Greenland is developing its own foreign relations, mainly guided by its interests in the fisheries industry, with the North Atlantic and Asia. Cooperation agreements were concluded in September 2017 by Greenland with Iceland and the Faroe Islands in the fields of culture and the economy. The entry of a Chinese business in the capital of Greenland Minerals and Energy, which is carrying out exploratory drilling in Kvanefjeld (rare metal and uranium deposits), shows China’s interest in exploiting the island’s mining reserves. Two other Asian countries (Singapore, which hosted an Arctic Circle, and South Korea) are also very interested in the potential opening of the Northeast Passage. Cooperation with the European Union remains principally focused on agreements in the fields of education and fisheries, beyond the ban on exporting products from commercial seal hunting. Greenland did not want to make a commitment under the Paris Climate Agreement.

Under the Self-Government Act of 2009, Denmark pays subsidies to Greenland’s authorities every year (approximately €500 million). The European Union also pays over €30 million every year to Greenland’s authorities under the education support programme 2007-2020. This is aimed at developing diversified and high-quality vocational training and increase the population’s level of education and prevent dropping out and low levels of enrolment which are very widespread in Greenland.
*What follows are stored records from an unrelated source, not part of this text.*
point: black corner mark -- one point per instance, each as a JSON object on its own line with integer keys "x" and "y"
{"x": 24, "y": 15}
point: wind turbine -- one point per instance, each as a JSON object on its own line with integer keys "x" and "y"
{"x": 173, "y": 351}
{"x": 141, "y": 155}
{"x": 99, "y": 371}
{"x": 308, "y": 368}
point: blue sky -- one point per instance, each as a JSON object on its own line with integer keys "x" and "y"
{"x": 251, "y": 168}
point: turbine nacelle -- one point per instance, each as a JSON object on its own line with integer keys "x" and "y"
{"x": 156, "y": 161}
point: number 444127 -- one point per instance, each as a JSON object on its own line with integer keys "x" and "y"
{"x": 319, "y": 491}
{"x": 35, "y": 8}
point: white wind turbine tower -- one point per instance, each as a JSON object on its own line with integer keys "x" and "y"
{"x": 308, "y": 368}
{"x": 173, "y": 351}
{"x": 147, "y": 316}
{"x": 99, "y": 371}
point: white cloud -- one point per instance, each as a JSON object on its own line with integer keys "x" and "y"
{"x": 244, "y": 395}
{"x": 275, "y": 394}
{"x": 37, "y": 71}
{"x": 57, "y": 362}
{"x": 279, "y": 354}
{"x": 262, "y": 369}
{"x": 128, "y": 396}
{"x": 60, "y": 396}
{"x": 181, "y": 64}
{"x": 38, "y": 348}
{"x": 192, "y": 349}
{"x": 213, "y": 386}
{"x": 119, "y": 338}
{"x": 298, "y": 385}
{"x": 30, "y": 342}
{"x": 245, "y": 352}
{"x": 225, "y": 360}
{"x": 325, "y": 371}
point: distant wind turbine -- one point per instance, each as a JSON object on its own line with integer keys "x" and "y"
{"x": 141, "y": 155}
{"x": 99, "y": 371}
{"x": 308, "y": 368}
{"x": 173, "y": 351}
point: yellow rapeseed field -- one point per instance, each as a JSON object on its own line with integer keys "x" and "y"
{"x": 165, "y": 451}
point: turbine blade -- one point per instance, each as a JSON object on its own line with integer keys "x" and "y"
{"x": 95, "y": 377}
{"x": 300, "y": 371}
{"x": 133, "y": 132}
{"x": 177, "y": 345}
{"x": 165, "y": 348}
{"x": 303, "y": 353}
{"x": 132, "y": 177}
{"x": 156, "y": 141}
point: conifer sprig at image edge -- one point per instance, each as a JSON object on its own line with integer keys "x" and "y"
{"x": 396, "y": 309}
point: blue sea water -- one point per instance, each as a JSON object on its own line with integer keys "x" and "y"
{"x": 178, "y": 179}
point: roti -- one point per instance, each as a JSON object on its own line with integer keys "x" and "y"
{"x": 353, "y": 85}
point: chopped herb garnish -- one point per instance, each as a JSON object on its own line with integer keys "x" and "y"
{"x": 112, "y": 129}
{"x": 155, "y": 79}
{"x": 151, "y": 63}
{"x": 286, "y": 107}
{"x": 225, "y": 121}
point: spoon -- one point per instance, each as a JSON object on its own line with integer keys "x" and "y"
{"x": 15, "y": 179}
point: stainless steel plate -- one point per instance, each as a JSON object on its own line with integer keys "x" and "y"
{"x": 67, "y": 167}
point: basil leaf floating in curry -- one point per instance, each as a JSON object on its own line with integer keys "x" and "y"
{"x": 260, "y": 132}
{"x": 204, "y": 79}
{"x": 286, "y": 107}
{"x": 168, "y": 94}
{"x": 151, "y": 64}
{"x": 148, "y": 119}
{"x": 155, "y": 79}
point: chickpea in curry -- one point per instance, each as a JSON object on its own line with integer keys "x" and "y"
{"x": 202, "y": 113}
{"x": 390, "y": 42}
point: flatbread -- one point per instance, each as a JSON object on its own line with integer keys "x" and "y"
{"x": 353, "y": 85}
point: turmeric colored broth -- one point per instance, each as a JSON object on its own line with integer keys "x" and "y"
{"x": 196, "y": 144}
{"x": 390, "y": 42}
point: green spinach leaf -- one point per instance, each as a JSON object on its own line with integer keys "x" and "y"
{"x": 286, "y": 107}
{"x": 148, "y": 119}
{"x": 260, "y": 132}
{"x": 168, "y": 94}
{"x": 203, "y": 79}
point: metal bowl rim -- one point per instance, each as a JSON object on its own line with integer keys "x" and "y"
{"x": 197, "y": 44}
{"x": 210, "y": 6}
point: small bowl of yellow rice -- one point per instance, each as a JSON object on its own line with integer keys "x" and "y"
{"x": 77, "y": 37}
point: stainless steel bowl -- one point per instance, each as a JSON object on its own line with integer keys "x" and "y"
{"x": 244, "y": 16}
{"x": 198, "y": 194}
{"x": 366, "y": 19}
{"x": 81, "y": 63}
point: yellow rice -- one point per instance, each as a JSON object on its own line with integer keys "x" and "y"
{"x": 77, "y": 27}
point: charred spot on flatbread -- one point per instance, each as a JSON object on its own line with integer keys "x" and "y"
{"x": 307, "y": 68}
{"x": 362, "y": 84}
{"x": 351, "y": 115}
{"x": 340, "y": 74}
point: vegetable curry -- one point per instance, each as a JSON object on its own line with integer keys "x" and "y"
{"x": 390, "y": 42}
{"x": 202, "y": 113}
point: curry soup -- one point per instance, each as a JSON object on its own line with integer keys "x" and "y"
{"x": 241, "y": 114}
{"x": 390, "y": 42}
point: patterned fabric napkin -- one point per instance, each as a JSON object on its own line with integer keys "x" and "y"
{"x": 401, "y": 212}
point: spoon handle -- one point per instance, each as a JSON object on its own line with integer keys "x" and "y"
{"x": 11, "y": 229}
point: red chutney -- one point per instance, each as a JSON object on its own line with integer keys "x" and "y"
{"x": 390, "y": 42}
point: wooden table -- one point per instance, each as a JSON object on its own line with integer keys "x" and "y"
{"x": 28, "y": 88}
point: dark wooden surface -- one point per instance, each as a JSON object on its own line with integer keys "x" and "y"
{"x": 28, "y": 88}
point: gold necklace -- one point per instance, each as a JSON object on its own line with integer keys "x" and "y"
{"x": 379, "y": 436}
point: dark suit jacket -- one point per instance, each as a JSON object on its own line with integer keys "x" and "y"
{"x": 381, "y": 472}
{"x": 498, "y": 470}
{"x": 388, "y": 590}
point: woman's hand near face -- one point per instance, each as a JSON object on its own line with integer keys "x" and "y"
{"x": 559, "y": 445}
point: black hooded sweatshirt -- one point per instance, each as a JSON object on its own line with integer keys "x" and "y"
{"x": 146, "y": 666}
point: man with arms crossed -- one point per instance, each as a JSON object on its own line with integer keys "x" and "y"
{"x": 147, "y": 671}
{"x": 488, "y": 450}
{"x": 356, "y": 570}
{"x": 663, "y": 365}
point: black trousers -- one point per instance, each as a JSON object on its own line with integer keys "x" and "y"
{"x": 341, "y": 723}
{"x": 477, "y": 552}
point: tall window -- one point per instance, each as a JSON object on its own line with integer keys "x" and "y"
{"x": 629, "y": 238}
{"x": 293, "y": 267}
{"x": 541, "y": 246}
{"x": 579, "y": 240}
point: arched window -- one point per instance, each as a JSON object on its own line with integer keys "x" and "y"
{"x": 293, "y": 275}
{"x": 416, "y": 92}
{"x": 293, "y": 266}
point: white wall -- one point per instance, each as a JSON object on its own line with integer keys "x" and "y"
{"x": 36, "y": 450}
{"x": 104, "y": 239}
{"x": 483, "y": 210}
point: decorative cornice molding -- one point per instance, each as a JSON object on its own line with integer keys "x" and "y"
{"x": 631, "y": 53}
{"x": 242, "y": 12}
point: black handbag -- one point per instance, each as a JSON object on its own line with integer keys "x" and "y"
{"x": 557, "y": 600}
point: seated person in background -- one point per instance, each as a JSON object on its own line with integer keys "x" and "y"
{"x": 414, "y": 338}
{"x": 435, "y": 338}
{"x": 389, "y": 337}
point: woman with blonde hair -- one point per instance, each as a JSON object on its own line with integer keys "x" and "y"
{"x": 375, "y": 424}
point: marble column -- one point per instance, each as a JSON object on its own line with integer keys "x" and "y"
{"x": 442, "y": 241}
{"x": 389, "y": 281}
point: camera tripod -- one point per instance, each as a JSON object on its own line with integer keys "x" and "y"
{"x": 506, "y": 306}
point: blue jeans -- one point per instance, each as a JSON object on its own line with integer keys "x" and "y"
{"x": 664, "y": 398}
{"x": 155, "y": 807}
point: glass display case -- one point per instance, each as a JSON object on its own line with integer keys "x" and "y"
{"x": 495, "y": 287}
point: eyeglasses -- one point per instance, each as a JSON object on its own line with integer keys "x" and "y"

The mining sector is under developed despite its great potential. Greenland is thought to have the world’s fifth-largest uranium reserves and the third-largest reserves of rare metals, but structural obstacles such as the lack of road network, only one international airport and extreme climate, have dampened foreign companies’ interest in the region.

Greenland has several projects in the pipeline for its economic development including expanding Nuuk and Ilulissat airports in 2019, and building an airport at Tasiilaq in 2020. Greenland’s third-largest town is currently only reachable by boat or helicopter from Kulusuk. These projects are part of the new strategy to develop tourism to Greenland with the goal of doubling the annual tourist numbers by 2040.